Back on the bus, we go to China Town. Bangkok’s is known as one of the greatest. We walk through a labyrinth of markets. A man stands on the street and masterfully cleans and scales a ten-pound fish. Deep green dried tea leaves spill out of scratchy burlap sacks on the street. I want to know the names and flavors of the dozens of spices and foods I’ve never seen or smelled before. I buy a fatty, deep brown Peking duck breast from a woman and her daughter. They chop it for me and I eat it right on the street out of a plastic bag. Before the bus comes, I have just enough time to run across the street to an old man’s drink cart. I hand him 20 Thai Baht (THB) and he scoops ice into a little plastic bag and decants a coco-cola until it perfectly reaches the handles.
That night we take a double-decker night bus north into the mountains to Chiang Mai. The seats recline all the way. They give us blankets and hot tea. Two Buddhist monks in saffron robes are seated across the aisle.
All morning we wander the streets, finding a temple every few steps. Chiang Mai is easy to navigate. There is a square mote delineating the city bounds.
We see a flier for a Muay Thai boxing match that evening at the night market. Neither of us are interested in boxing, but we decide to go anyway.
To get there we ride in a Tuk-Tuk. It is a motorcycle with a golf cart built around it.
We sit right next to the ring and are amazed by how much fun boxing actually is.

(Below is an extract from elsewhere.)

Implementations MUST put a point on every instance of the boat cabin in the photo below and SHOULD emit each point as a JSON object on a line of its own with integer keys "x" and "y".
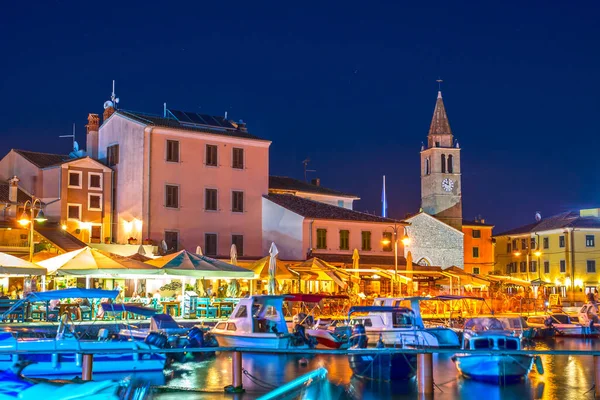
{"x": 256, "y": 314}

The next day we hop in a covered, red pickup truck with passenger seating in the back. Red trucks are more common than taxis in Chiang Mai. We jostle around on the switchbacks all the way up the Doi Suthep mountain. The city is beautiful from the top. The temple Wat Phra That Doi Suthep temple was built in 1383, but the first road up the mountain wasn’t until 1935.
The steps are flanked by an endless, green dragon hand railing leading to the temple complex at the top.
The next morning we get into another red truck. Our destination is the “Grand Canyon.” It’s all red cliffs and cool turquoise water. When we get tired from swimming we roll onto bamboo rafts placed throughout the swimming hole.
On our final day in Chiang Mai we are picked up in town by the son of a family of elephant keepers. He takes us into their village in the hills. On the way there we stop for lattes, he blasts his favorite playlist, and we talk about conflict on the Malaysian/Thai border. The big pickup truck winds through hills and up impossibly narrow and steep dirt roads.
We pass other elephant camps. The elephants stand in corrals with chairs harnessed to their back. Our guide explains “It is okay to ride elephant, their backs are strong. But rope around belly and hard chair and standing in sun all day are very bad for elephant. The elephants are part of our family, we do not ride them.”
We reach the elephant and see them in a shady wooded area. We feed them whole bunches of bananas at a time and foot long raw sugar cane. Elephants have about the same lifespan as humans. The oldest elephant at the camp was 55-years-old.
We follow the elephants to a large mud pit then go to the river. We throw water on the elephants and use brushes to scrub their hairy tough skin. At the end of the day we are in love with the elephants.